The company dropped its preconditions on Friday. The NSEU said it would hear new offers from 7 June, three days after the planned 18-day walkout ends.
Samsung Electronics asked its largest union on Friday to come back to the bargaining table without conditions. The union said yes, eventually.
Talks could resume on 7 June, the National Samsung Electronics Union told reporters in Seoul, three days after the end of the 18-day strike it intends to begin on 21 May.
It is an unusual thing for an offer of unconditional dialogue to be met with a calendar invitation for after the picket line comes down.
The proposal, confirmed by the union and acknowledged by Samsung in a brief statement, came two days after government-mediated negotiations collapsed at the National Labor Relations Commission.
Investors took the response badly. Samsung shares traded as much as 7.6% lower on the Korea Exchange on Friday morning, against a 1.1% decline in the benchmark KOSPI, before paring losses through the session.

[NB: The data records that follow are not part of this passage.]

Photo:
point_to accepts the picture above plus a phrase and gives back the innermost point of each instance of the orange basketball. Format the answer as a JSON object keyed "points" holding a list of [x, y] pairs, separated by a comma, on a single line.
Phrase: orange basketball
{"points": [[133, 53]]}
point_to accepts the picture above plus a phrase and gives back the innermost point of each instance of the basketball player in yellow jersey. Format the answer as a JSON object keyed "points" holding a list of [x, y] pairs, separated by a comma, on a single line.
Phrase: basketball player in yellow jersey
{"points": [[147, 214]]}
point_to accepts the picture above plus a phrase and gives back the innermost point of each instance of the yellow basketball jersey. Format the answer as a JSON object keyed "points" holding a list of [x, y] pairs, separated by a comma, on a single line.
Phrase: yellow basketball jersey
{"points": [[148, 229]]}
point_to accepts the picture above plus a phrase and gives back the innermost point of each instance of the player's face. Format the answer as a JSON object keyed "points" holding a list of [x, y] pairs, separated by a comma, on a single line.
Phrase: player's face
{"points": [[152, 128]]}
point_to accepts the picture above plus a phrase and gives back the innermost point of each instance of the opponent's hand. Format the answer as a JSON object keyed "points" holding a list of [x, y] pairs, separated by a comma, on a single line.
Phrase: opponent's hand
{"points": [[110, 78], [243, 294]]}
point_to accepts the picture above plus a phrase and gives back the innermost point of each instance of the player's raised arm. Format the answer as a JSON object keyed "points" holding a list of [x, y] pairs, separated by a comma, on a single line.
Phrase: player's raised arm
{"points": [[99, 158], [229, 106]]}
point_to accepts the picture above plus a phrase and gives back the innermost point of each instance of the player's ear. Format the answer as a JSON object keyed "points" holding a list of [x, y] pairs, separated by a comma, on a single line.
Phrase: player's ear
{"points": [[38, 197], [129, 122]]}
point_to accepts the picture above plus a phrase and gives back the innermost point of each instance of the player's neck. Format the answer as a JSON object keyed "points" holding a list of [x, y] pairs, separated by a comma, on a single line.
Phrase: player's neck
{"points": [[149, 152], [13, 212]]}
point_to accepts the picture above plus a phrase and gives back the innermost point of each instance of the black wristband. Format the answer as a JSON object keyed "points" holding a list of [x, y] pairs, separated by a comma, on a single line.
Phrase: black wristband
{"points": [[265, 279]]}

The dispute is not really about pay. The bonus formula is the fight. The NSEU wants the existing 50%-of-base-salary cap on performance bonuses removed and a profit-sharing scheme written into the contract, set at 15% of the chip division’s operating profit.
Samsung has offered a one-time payment for 2026 and a profit share equal to about 13%, but has not committed to a permanent structural change.
The reference point is one company over. SK Hynix agreed last September to scrap its bonus cap and allocate 10% of annual operating profit to staff, locked in for ten years.
On 2026 forecasts, that arithmetic produces six-figure dollar payouts per worker across roughly 35,000 staff. Samsung’s chip workers, watching that math play out next door, want the same formula on paper rather than at the chairman’s discretion.
The timing is what makes the standoff acute. Samsung’s $1tn market capitalisation, crossed earlier this month, was driven almost entirely by the chip division, and the bulk of that by the HBM and server DRAM lines the union is threatening to take offline.
JPMorgan has estimated an 18-day stoppage would cost Samsung more than 4tn won (around $2.9bn) in direct semiconductor revenue. The union’s own estimate runs higher, at up to 30tn won. The figures are not directly comparable, but both sit above the gap separating the two sides at the table.
The South Korean government has been publicly anxious about the prospect of a walkout. Semiconductors accounted for roughly 37% of the country’s total exports in April, according to trade ministry data, and the prime minister and finance minister have both said a strike at the world’s largest memory chipmaker should be avoided.
The labour minister has so far declined to invoke emergency arbitration, a rarely used mechanism that would freeze industrial action for 30 days.
Samsung said in its statement that it remained open to dialogue and regretted the union’s decision to proceed.
The NSEU, which has roughly 36,000 members and represents about 30% of the workforce, said it would consider any fresh proposal in writing before 21 May, but would not delay the strike to negotiate further. The 7 June date, the union said, was not an opening position; it was the calendar.